NAICU Washington Update

Student Aid Funding Bill Shows Strong Support for Critical Programs

November 13, 2020

In the first move of the lame duck session of the 116th Congress, the Senate Appropriations Committee released all 12 subcommittee spending bills, setting the table for negotiations with the House of Representatives on final FY 2021 funding levels.
 
Chairman Roy Blunt (R-MO) includes no programmatic cuts to student aid funding in his Labor-HHS-Education Subcommittee bill, which also increases the Pell Grant maximum by $150, to $6,495, and level funds all other student aid programs.
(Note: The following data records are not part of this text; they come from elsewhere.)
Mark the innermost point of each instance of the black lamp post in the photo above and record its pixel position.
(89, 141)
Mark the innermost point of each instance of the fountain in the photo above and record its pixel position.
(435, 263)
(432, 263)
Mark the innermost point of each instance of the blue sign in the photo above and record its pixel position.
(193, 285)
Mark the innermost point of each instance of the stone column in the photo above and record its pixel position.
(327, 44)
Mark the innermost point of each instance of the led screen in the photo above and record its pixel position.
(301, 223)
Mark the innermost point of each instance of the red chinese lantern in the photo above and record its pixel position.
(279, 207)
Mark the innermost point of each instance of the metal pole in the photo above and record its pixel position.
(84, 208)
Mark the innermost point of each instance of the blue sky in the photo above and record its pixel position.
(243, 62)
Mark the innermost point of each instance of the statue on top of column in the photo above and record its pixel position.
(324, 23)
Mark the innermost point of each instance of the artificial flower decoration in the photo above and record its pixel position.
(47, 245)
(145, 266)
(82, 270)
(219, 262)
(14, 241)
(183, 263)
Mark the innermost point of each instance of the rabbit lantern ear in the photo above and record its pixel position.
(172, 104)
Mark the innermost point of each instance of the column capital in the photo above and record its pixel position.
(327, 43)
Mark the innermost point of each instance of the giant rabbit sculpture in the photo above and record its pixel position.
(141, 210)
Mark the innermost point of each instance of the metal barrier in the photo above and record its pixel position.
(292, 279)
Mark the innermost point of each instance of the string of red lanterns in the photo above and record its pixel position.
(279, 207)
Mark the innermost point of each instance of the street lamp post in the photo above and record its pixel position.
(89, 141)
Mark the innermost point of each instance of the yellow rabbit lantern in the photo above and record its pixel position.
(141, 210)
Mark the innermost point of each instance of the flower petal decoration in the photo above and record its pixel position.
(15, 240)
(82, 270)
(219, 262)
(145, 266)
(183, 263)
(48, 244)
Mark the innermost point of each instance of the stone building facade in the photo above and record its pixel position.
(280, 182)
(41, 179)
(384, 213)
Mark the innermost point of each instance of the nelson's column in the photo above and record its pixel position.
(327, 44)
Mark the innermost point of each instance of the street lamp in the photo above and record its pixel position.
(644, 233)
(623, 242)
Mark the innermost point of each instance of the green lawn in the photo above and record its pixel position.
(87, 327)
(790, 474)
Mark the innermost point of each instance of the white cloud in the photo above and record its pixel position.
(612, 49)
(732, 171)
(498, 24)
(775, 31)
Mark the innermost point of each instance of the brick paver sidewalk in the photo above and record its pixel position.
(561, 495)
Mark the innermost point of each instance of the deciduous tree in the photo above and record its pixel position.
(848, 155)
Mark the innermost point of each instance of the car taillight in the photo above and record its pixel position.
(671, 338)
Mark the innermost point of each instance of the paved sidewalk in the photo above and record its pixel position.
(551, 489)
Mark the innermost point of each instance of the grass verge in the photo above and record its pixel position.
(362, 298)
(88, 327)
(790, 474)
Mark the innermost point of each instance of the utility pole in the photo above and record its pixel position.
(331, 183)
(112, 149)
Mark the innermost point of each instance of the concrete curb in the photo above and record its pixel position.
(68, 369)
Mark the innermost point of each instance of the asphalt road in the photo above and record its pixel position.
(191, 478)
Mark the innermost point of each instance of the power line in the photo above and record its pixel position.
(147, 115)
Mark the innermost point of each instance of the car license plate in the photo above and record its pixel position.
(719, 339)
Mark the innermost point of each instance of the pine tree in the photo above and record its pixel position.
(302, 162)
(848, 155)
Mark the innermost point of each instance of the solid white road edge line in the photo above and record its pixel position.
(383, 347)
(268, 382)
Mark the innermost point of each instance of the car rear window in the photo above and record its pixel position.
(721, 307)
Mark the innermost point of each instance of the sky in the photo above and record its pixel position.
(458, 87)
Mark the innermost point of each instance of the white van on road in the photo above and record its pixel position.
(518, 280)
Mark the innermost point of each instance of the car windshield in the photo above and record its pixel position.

While there will not be a subcommittee mark-up to hear from Senators about their views on the bill, the explanatory statement that accompanies it notes the continued commitment to funding student aid:  
 
“The Committee continues to build on the significant investments in recent years to help students of all backgrounds enter and complete college, further their post-secondary education, develop the skills needed for the in-demand jobs of today and the future, and graduate with less debt.”
 
The bill also includes funding increases for programs serving Historically Black Colleges and Universities, Hispanic Serving Institutions, and other Minority Serving Institutions, while level-funding International Education, the Child Care Access Means Parents in School initiative, and Teacher Quality Partnerships.
 
Finally, the bill provides a $2 billion increase for the National Institutes of Health, bringing the Institute’s budget to $44 billion.
 
While both chambers are working under the same budget cap, the House version of the bill, passed in July, also provides a $150 increase in the Pell Grant maximum and includes modest increases for all student aid programs. The House bill also includes $24 billion in emergency funding for health and jobs programs that the Senate version does not include.
 
Negotiations on final spending bills for FY 2021 are expected to be done behind closed doors, not in a public conference committee, and wrapped into an omnibus appropriations bill to facilitate passage. The current continuing resolution keeping the government open expires on December 11. House and Senate leadership will need to decide if the omnibus bill for FY 2021 appropriations also includes additional coronavirus relief supplemental funds, or if the two move as separate packages.